The influence of bias in randomized controlled trials on rehabilitation intervention effect estimates: what we have learned from meta-epidemiological studies
Why this work is in the frame
A frame that forgets how it found something cannot be audited. These are the routes that admitted this work.
Bibliographic record
Abstract
This study aimed to synthesize evidence from studies that addressed the influence of bias domains in randomized controlled trials on rehabilitation intervention effect estimates and discuss how these findings can maximize the trustworthiness of an RCT in rehabilitation. We screened studies about the influence of bias on rehabilitation intervention effect estimates published until June 2023. The characteristics and results of the included studies were categorized based on methodological characteristics and summarized narratively. We included seven studies with data on 227,806 RCT participants. Our findings showed that rehabilitation intervention effect estimates are likely exaggerated in trials with inadequate/unclear sequence generation and allocation concealment when using continuous outcomes.
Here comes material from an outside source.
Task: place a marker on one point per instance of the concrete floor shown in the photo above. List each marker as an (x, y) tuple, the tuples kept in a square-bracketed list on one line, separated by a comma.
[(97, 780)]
The influence of blinding was inconsistent and different from the rest of medical science, as meta-epidemiological studies showed overestimation, underestimation, or neutral associations for different types of blinding on rehabilitation treatment effect estimates. Still, it showed a more consistent pattern when looking at patient-reported outcomes. The impact of attrition bias and intention to treat has been analyzed only in two studies with inconsistent results. The risk of reporting bias seems to be associated with overestimation of treatment effects. Bias domains can influence rehabilitation treatment effects in different directions. The evidence is mixed and inconclusive due to the poor methodological quality of RCTs and the limited number and quality of studies looking at the influence of bias and treatment effects in rehabilitation. Further studies about the influence of bias in RCTs on rehabilitation intervention effect estimates are needed.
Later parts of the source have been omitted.